Nomogram for predicting 3, 6, and 12 month probabilities of (a) lung cancer death and (b) other causes death in Extensive‐stage patients.
Model performance was internally validated for discrimination and calibration. Discrimination, as measured by the 1000 resample bootstrap‐corrected C‐index, was 0.714 (95% CI, 0.712–0.716) for the cancer‐specific death and 0.638 (95% CI, 0.628–0.649) for death from other causes. The calibration plot (Figure 4) showed good agreement between predicted and observed outcomes.
Figure 4.
Calibration plot of the nomogram in the original cohort. The x‐axis represents the mean predicted probability of the conditional cumulative incidence model. The y‐axis represents observed cumulative incidence of death. The solid line represents equality between the predicted and observed probability.
Discussion
The treatment of extensive‐stage SCLC is relatively uniform. However, the prognosis for most patients is highly variable. Veterans Administration and AJCC TNM staging are currently used for the prognosis of SCLC; however, more accurate prognostic models integrating additional demographic and clinical parameters are needed. Several prognostic scoring systems have been developed for SCLC, including the Manchester Score16 and the Spain prognostic index.17 However, patients in both studies received treatment nearly 40 years ago (1979–1993). The intensive treatment regimens involved in both studies, including cyclophosphamide, etoposide, and methotrexate, are no longer used.

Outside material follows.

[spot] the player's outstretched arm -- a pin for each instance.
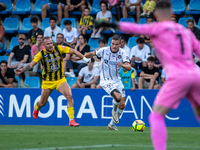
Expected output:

The nomogram has been considered a more accurate model to predict patient prognosis.15, 18 Our study developed a prognostic model for the prediction of lung cancer related death for extensive‐stage SCLC. Although several studies have identified clinical‐pathologic and treatment predictors for survival of SCLC.9, 10, 11, 12 to our knowledge, the current study is the first to develop a nomogram prediction model for extensive‐stage SCLC. Additionally, our study was based on a relatively large cohort of patients and involved various treatment strategies. This is the first nomogram model for SCLC based on the SEER database, which is one of the largest cancer‐related databases worldwide.
We identified age, gender, race, TNM staging (including tumor extent, nodal status, and metastasis), and treatment (surgery, chemotherapy and radiotherapy) as independent predictors for lung cancer‐specific death. Advanced age, male, and Caucasian ethnicity9, 10, 11, 12 have been reported as risk factors of SCLC survival. Chemotherapy also reduced the risk of death in previously published SCLC nomogram models.9, 10, 11, 12 Notably, our model demonstrated that radiotherapy and surgery also reduced the risk of death in our extensive‐stage SCLC cohort. Although previous clinical trials19 have found extensive‐stage SCLC patients do not benefit from radiotherapy and surgery, recent studies reported that thoracic radiotherapy improved survival and local control for extensive‐stage SCLC patients who responded to chemotherapy.20, 21, 22 Similarly, certain subgroups of extensive‐stage SCLC patients might still benefit from surgery, and this possibility requires further study.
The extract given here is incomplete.